Como bom jornalista que sou, tomei um texto que recebi por e-mail, publiquei na internet sem pedir permissão e ainda um tanto fora de contexto. Sigo apenas o que a imprensa faz em seu dia-a-dia. Mas aqui serei um aluno bem ruim: abrirei espaço - e pela primeira vez neste blog - para o "direito de resposta" de Ricardo Homsi, que entra neste humilde Boulevard para tomar um café e jogar papo fora. Quando encontrar algo parecido com o que vai ler agora por aí, por favor, avise a todos. Essa discussão, esse debate saudável, esse conflito de idéias e percepções fazem falta. As vozes roucas que se calaram e sucumbiram à tirania de laudas e caracteres limitados também são culpadas pela produção artística medíocre.

"O curso de Cinema e Vídeo da USP é uma das últimas estufas a cultivar o chamado cinema autoral junto aos jovens. Lá se constata como é impressionante a força que um Gláuber Rocha pode ter sobre meninos e meninas que nem eram nascidos no ano em que ele morreu.
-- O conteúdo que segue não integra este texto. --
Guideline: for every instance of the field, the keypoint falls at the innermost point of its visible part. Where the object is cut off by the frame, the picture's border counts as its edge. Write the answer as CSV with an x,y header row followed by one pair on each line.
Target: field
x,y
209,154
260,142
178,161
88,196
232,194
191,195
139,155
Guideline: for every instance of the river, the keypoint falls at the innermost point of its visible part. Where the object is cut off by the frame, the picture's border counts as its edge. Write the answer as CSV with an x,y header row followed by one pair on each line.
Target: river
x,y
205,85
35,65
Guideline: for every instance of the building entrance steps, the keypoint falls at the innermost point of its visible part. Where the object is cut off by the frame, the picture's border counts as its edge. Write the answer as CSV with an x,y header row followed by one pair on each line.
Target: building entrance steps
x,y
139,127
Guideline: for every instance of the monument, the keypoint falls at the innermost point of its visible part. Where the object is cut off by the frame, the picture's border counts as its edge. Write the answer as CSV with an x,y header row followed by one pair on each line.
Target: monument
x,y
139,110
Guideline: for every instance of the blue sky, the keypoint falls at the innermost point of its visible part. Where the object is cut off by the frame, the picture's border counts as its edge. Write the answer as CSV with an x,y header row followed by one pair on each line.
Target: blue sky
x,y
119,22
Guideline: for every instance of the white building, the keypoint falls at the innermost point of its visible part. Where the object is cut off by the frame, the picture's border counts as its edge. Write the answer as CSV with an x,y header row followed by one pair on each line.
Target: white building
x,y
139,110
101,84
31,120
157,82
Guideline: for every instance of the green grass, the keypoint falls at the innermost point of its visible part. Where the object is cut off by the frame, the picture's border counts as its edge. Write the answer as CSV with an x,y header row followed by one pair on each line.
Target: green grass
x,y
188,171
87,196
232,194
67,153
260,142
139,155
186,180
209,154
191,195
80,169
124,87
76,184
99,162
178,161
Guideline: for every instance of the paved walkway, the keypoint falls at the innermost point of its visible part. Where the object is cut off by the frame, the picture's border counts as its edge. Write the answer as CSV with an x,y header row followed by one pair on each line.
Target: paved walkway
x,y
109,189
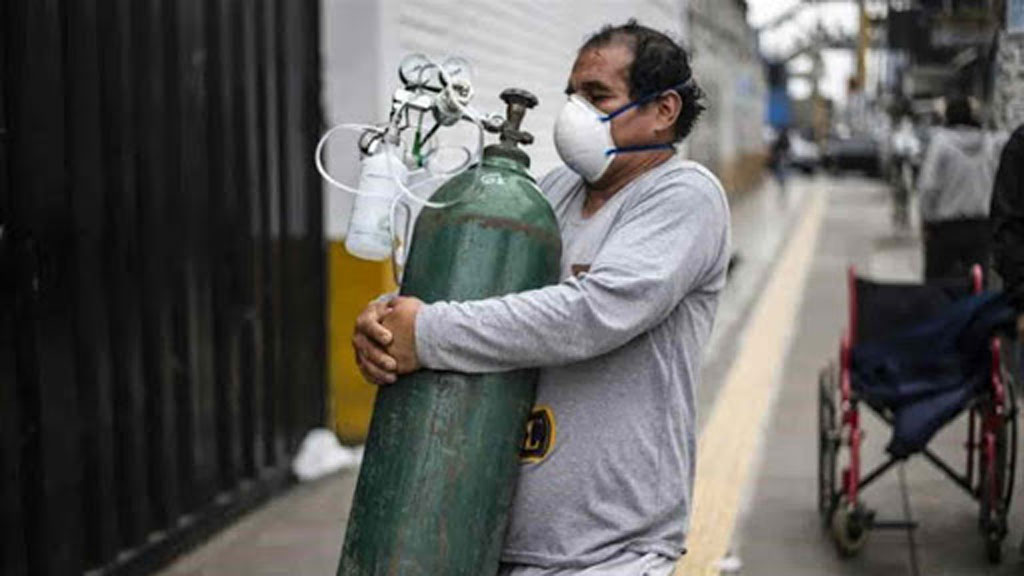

Convivi nesse meio sem participar espiritualmente dele, porque minha formação cinematográfica passa por uma geração americana de cineastas posterior aos falecidos desta semana: Woody Allen, Martin Scorsese e Francis Ford Coppola. Se hoje estão se repetindo ou se aquietando, em seu auge chegaram a ser sublimes. Confesso que só fui assistir a um longa de Antonioni durante a faculdade; de Bergman, só aluguei Fanny e Alexander em VHS porque a prova específica de admissão ao curso exigia conhecimento sobre o filme.

A citação do meu e-mail no texto anterior do Mário pode dar a entender que lamento a morte de Antonioni e Bergman por razões sentimentais. Não é verdade. Eu lamento pelas razões mais racionais possíveis.

Perdemos dois respiros intelectuais, duas variações no pulso do cinema, fundamentais para produzir buracos, derrubar limites e queimar pestanas. O cinema está se superficializando, e a morte desses dois símbolos é uma lente de aumento sobre esse processo.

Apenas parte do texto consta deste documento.